Archives Métro Héma-Québec est toujours à la recherche de donneuses de pour remplir sa banque publique de lait maternel.

Ce n’est pas de donneurs de sang dont Héma-Québec a le plus besoin à l’approche de la nouvelle année, mais plutôt de mères prêtes à participer à la banque publique de dons de lait maternel.

Héma-Québec n’a pas connu les mêmes besoins que sa consœur canadienne, la Société canadienne du sang, à l’approche du temps des Fêtes. Cette dernière a fait appel à la population canadienne en décembre pour amasser 25 000 dons d’ici la fin de 2016. «On n’a pas les mêmes besoins, soutient le porte-parole d’Héma-Québec, Laurent Paul Ménard. On invite quand même tous ceux qui ont la chance de passer proches d’un point de collecte de s’arrêter pour donner du sang.» Il rappelle que certaines composantes dans le sang ont une durée de vie limitée, comme les plaquettes sanguines qui ont une durée de vie de sept jours.
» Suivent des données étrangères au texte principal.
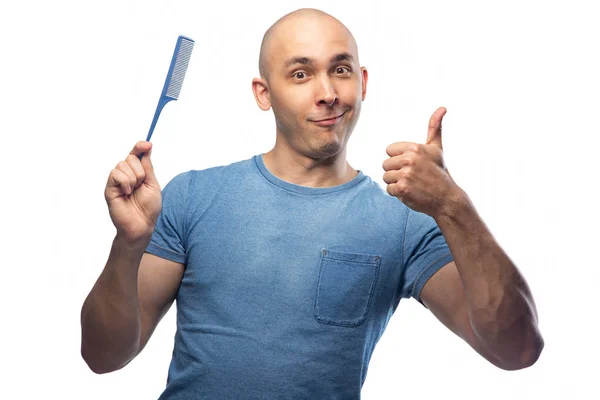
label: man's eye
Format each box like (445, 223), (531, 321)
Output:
(292, 71), (306, 79)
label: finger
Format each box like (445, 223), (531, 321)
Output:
(115, 161), (137, 194)
(383, 152), (415, 171)
(129, 141), (152, 157)
(385, 142), (420, 157)
(427, 107), (446, 149)
(383, 171), (400, 185)
(141, 147), (160, 188)
(106, 168), (132, 199)
(125, 154), (146, 188)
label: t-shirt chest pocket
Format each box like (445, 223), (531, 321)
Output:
(314, 249), (381, 327)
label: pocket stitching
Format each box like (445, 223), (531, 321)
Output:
(313, 250), (381, 327)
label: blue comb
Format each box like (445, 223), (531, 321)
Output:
(146, 36), (194, 142)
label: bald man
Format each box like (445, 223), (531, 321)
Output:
(81, 9), (543, 399)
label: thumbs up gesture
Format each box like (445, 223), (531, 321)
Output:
(383, 107), (462, 218)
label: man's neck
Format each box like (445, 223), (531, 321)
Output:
(263, 148), (358, 188)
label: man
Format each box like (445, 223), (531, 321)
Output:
(82, 9), (543, 399)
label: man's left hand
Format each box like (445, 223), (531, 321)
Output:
(383, 107), (462, 218)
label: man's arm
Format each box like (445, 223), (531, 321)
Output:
(421, 191), (544, 370)
(81, 239), (184, 374)
(81, 142), (184, 373)
(383, 107), (544, 369)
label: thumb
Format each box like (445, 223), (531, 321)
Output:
(141, 147), (160, 188)
(427, 107), (446, 149)
(129, 141), (160, 188)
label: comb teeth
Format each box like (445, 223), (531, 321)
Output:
(166, 38), (194, 100)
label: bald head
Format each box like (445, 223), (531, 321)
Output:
(258, 8), (358, 80)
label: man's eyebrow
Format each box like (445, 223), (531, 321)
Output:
(283, 53), (354, 68)
(329, 53), (354, 64)
(283, 57), (314, 68)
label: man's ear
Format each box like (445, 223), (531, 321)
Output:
(252, 78), (271, 111)
(360, 67), (369, 101)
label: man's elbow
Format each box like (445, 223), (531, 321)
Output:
(498, 334), (544, 371)
(81, 346), (128, 375)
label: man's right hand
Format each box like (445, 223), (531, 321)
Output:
(104, 142), (162, 243)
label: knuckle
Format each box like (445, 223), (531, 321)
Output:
(408, 143), (421, 153)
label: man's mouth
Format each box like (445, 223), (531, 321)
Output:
(311, 111), (346, 126)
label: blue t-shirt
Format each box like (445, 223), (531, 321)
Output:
(147, 155), (453, 400)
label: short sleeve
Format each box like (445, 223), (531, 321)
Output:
(401, 209), (454, 304)
(146, 172), (191, 264)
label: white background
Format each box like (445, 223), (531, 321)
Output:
(0, 0), (600, 400)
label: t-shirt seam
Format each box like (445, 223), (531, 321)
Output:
(254, 158), (368, 197)
(410, 252), (452, 297)
(150, 240), (185, 258)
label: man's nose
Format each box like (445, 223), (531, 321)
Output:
(317, 77), (339, 107)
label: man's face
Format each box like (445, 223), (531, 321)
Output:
(267, 18), (367, 158)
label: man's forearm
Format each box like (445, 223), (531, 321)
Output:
(81, 238), (146, 373)
(435, 190), (543, 369)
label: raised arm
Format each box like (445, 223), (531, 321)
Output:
(383, 108), (544, 369)
(81, 142), (184, 373)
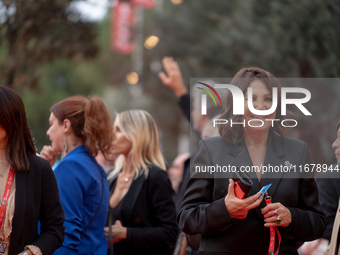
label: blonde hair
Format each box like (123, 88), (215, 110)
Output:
(108, 110), (165, 179)
(50, 95), (112, 158)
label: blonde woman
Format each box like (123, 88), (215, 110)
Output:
(104, 110), (178, 255)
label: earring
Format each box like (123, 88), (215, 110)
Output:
(64, 136), (67, 155)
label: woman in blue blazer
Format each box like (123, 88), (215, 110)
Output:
(0, 85), (64, 255)
(177, 68), (325, 255)
(41, 96), (112, 255)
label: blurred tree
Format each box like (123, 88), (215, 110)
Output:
(0, 0), (98, 90)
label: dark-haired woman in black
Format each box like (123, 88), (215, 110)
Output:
(0, 85), (64, 255)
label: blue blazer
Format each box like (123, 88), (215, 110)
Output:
(54, 145), (109, 255)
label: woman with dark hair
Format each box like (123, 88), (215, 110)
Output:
(41, 96), (112, 255)
(178, 67), (325, 255)
(105, 110), (178, 255)
(0, 85), (64, 255)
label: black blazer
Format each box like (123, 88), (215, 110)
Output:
(8, 153), (65, 255)
(177, 132), (325, 255)
(107, 166), (178, 255)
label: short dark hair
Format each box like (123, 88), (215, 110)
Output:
(0, 85), (36, 171)
(218, 67), (286, 144)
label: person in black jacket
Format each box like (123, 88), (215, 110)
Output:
(0, 85), (64, 255)
(105, 110), (177, 255)
(177, 67), (325, 255)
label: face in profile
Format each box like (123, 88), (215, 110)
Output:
(0, 125), (7, 150)
(332, 128), (340, 164)
(46, 113), (64, 153)
(112, 117), (132, 157)
(242, 80), (276, 131)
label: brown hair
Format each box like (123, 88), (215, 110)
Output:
(0, 85), (36, 171)
(50, 96), (112, 158)
(218, 67), (286, 144)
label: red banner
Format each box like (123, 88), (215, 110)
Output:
(111, 2), (134, 54)
(131, 0), (155, 9)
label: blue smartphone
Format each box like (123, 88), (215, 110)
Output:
(259, 184), (272, 199)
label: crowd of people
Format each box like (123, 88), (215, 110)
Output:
(0, 57), (340, 255)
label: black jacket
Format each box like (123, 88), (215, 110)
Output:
(8, 153), (65, 255)
(177, 132), (325, 255)
(107, 166), (178, 255)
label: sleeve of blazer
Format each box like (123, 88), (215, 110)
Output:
(126, 170), (178, 249)
(316, 174), (340, 240)
(285, 144), (326, 241)
(54, 160), (89, 255)
(33, 158), (65, 255)
(177, 140), (238, 235)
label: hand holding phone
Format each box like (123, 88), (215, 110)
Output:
(258, 184), (272, 199)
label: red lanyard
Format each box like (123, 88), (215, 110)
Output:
(266, 196), (281, 255)
(0, 167), (14, 228)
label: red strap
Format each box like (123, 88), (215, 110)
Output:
(0, 167), (14, 228)
(266, 197), (281, 255)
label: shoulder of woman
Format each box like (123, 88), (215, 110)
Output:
(26, 151), (51, 169)
(199, 136), (230, 150)
(148, 165), (169, 182)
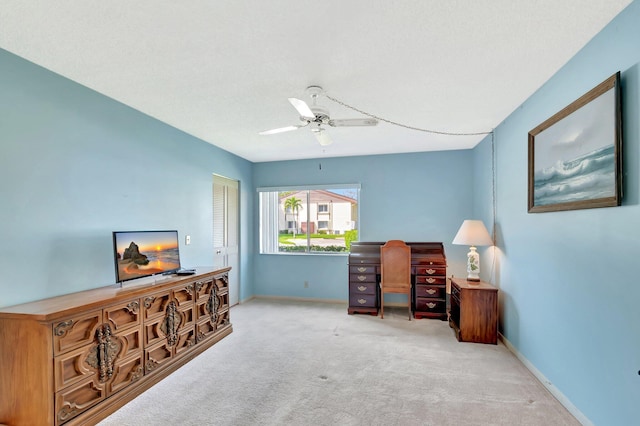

La période des Fêtes peut venir compliquer la collecte de sang des donneurs réguliers qui, comme plusieurs, ont des horaires variés et irréguliers pendant ce temps de l’année. «On n’a pas nécessairement la tête à ça», comprend le porte-parole. Partenaire régulier de la Société canadienne du sang, Héma-Québec confirme avoir reçu l’appel de cette dernière pour vérifier si les provisions étaient suffisantes de leur côté. «Aucun don n’a été transféré pour l’instant», soutient M. Ménard, qui indique que la Société n’est pas encore en cas de pénurie.

Lait maternel en demande
C’est plutôt la banque publique de lait maternel d’Héma-Québec qui a besoin de recevoir un coup de pouce au Québec. «On n’a pas encore atteint notre vitesse de croisière», estime M. Ménard. Créée en mai 2014, la banque vise à alimenter en lait maternel les poupons nés prématurément pour prévenir des problèmes de santé éventuels.

Héma-Québec est toujours à la recherche de 200 femmes qui seraient prêtes à leur offrir des surplus de leur lait maternel. «On a besoin d’environ 500 mères pour alimenter l’ensemble des prématurés de 32 semaines et moins», explique le porte-parole. Pour l’instant, la banque ne peut répondre à l’ensemble des besoins des centres hospitaliers et se limite aux grands prématurés de 30 semaines et moins.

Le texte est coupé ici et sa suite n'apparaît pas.